# CISCO VPN client through NAT

## MrBlack

Hi, I'd like to run Cisco VPN Client on a Windows XP machine in my home network. While i can access the internet on the XP machine (http, ftp ...) I can't use the Cisco VPN Client on it.

Should I enter something in my iptables script ? 

Thank you

----------

## AlterEgo

Are you sure you're not bothered by the (default) Windows XP firewall?

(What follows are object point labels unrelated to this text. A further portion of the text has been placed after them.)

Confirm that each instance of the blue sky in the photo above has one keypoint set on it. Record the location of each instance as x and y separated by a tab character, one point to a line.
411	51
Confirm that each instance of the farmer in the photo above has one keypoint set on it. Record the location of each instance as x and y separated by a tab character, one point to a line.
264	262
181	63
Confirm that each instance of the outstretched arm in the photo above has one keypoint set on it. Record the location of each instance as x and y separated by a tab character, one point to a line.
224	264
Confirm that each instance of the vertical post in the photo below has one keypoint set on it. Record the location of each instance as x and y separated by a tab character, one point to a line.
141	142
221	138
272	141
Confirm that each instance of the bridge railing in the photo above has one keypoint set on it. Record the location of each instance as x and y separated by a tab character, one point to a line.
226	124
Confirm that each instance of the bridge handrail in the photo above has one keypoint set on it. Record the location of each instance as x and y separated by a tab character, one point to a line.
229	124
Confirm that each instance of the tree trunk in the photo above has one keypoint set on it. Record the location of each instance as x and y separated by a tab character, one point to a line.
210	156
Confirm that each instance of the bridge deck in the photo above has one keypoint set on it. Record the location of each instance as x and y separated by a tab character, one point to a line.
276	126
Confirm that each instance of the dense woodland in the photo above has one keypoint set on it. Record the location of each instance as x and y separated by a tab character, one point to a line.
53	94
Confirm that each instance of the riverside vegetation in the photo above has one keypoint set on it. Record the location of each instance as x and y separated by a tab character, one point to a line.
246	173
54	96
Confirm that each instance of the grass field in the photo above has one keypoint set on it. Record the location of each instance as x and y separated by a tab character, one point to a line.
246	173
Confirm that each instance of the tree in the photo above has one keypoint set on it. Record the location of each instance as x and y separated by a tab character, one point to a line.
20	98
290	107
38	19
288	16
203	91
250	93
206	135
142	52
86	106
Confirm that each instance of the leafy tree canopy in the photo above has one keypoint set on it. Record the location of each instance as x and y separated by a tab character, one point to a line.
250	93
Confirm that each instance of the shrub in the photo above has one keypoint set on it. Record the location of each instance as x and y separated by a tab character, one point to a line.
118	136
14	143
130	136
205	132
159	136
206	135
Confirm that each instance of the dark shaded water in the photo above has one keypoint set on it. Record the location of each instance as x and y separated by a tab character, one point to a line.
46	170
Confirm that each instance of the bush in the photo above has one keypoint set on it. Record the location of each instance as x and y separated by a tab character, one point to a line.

That's what kills my VPN connection in a similar setup.

----------

## MrBlack

No, ICF is not enabled on the XP machine.

----------

## Satao

Try opening L2TP port udp/1701

----------

## MrBlack

I have added following lines in /etc/services:

l2f	1701/tcp	l2f

l2f	1701/udp	l2f

l2tp	1701/tcp	l2tp

l2tp	1701/udp	l2tp

Still, no luck  :Sad: 

----------

## MrBlack

I have added following lines in /etc/services:

l2f	1701/tcp	l2f

l2f	1701/udp	l2f

l2tp	1701/tcp	l2tp

l2tp	1701/udp	l2tp

Still, no luck  :Sad: 

----------

## MrBlack

I have following rules now:

echo "1" > /proc/sys/net/ipv4/ip_forward

echo "7" > /proc/sys/net/ipv4/ip_dynaddr

# Initialize all the chains by flushing them

iptables --flush

iptables -t nat --flush

iptables -t mangle --flush

# Unless specified, the defaults for INPUT and OUTPUT is ACCEPT

# The default for FORWARD is DROP (REJECT is not a valid policy)

iptables -P INPUT ACCEPT

iptables -F INPUT

iptables -P OUTPUT ACCEPT

iptables -F OUTPUT

iptables -P FORWARD DROP

iptables -F FORWARD

iptables -t nat -F

# Allow all connections OUT and only existing and related ones IN

iptables -A FORWARD -i $EXTIF -o $INTIF -m state --state ESTABLISHED,RELATED -j ACCEPT

iptables -A FORWARD -i $INTIF -o $EXTIF -j ACCEPT

iptables -A FORWARD -j LOG --log-prefix "IPTABLES "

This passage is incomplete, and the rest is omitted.